Published by Daniel Malloy on .

Like her counterpart to the south Jason Altmire, Rep. Kathy Dahlkemper is up with her first television advertisement this week. The ad -- first reported by PA2010 -- began airing in the Erie market Monday, said Dahlkemper campaign manager Tina Mengine. She said the ad buy was about $65,000, and the campaign plans to be on the air from now until Election Day. The Third District is served primarily by the Erie market, but Mengine said they'll hit the Pittsburgh and Youngstown, Ohio, markets as well to blanket the district.

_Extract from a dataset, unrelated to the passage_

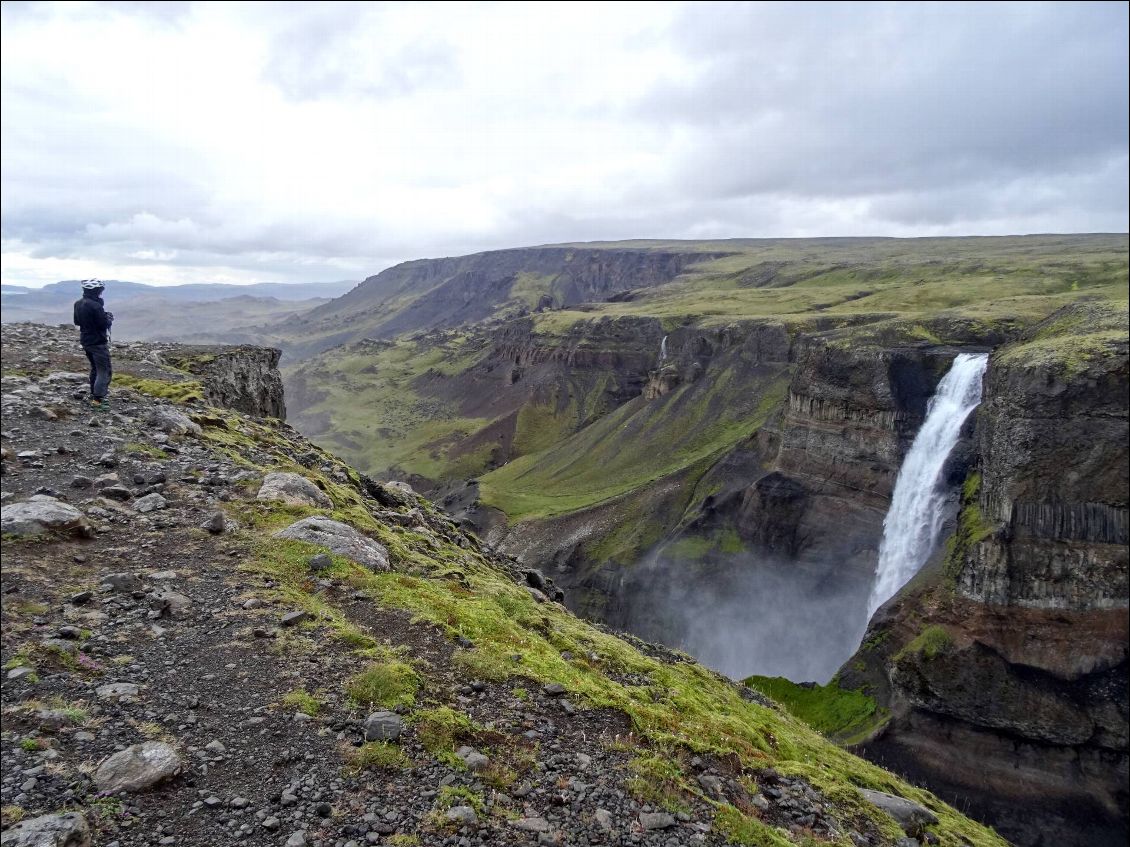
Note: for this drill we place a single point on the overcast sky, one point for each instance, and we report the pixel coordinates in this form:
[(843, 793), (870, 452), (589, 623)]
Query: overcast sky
[(237, 142)]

The 60-second spot is aimed "to reintroduce her to the voters," Mengine said, and is a mix of biography focused on Dahlkemper's family and small business background, and what she's done in Washington for the past year and a half. Like Altmire's ad, she touts her "no" votes on unpopular Democratic agenda items: in this case, the cap-and-trade bill and "a bailout to help Wall Street." PA2010 points out that this bailout vote claim could be a bit misleading:

The votes that authorized the financial bailout occurred in 2008, before Dahlkemper took office. It’s likely her campaign was spotlighting a symbolic House vote in early 2009. In that vote, the House opposed authorizing access to the second half of bailout funds. But the Senate had already voted down the same resolution, making the House vote moot, a symbolic action that provided an opportunity for political cover but had no actual impact at the time it was taken (both chambers had to explicitly oppose spending the rest of the money for the bailout funds to be cut short).

Dahlkemper says, "I call it like I see it" in Washington, voting with the district. Among the things she supports: tougher immigration controls (accompanied in the ad by footage of illegal immigrants being arrested). But the ad doesn't specifically call out President Barack Obama and Nancy Pelosi in negative terms, as Altmire's did. There's also no mention of her key vote in favor of health care reform.

Dahlkemper, like Altmire, is exploiting her funding advantage over Republican Mike Kelly. At the end of the second quarter, she had $1 million in the bank, to Kelly's $103,000. But Kelly, a Butler car dealer, can self-fund.